Я еще раз шкуркой почувствовал, какую накопленную энергию излучает «Слово», вековой экстрасенс культуры. Та же энергия исходит от Дионисия и Коненкова.
Позднее в Третьяковке поселился Малявин, голубой Шагал и томный Сомов — а сколько еще мается в запасниках, не пробив себе жилплощади в гениальной коммуналке русской живописи?
Замечали ли вы, что стены обиты древесиной, впитывающей сырость близлежащей Москвы-реки? Замечали ли вы осушители, из которых ежедневно выносят по нескольку ведер воды? Знаете ли вы, что они взяты напрокат в обход статьи расходов? Поклонились ли вы служительницам, застывшим на стульях? Ежедневно четыреста человеческих жизней незаметно и самоотверженно посвящены этой замоскворецкой святыне.

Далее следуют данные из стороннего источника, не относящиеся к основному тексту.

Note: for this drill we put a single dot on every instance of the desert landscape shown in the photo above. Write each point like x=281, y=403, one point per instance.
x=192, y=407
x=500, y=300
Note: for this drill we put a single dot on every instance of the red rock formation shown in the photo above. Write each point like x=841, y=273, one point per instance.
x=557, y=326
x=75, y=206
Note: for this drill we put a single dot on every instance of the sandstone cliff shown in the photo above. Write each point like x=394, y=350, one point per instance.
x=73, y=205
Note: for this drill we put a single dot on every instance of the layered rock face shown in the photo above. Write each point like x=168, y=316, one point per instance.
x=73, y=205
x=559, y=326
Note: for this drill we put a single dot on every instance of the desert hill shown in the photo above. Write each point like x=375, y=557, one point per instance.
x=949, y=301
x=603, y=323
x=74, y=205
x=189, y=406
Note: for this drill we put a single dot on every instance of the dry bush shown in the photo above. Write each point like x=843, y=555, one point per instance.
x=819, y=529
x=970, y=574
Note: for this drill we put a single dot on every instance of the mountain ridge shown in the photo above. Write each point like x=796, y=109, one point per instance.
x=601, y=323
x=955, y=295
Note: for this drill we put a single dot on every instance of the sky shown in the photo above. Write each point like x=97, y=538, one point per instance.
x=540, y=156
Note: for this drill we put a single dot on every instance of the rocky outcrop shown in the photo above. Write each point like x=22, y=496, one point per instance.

Люди, хранители бесценной памяти, живые, невосстановимые шедевры, нуждаются в не меньшей бережности, чем картины. Недавно я получил письмо из Таллина с улицы Ярве от вдовы Северянина — Веры Борисовны Коренди. Она написала мне впервые давно, после публикации в «Литературной газете» стихотворения о рукописях поэта. Муза последних лет поэта, которой он посвятил предсмертные стихи, она в страшных лишениях была опорой ему.
Письмо ее горько. «Долгие годы мы не переписывались с Вами. Грозные и трагические события прошумели над моею головой…» Она пишет о постигшей ее страшной недавней потере, о смерти дочери, об одиночестве, о том, как трудно ей живется,
Как заботливо пекутся жители поселка Тойла и соседствующий завод о домике Фелиссы Крут, где он столько жил и творил! Дом этот стал естественным музеем поэта. А Таллин? А Луга? До сих пор нет памятника на могиле, лишь плита.
Столько людей сегодня стремятся достать ставший библиографической редкостью сборник поэта, но не всем в голову приходит помочь его семье и памяти.
Память подвижников, ушедших создателей, проступала сквозь Замоскворечье моего детства.
Звенели трамваи. Гудели золотые пчелы в дремотных цветущих липах на вечерней Большой Ордынке.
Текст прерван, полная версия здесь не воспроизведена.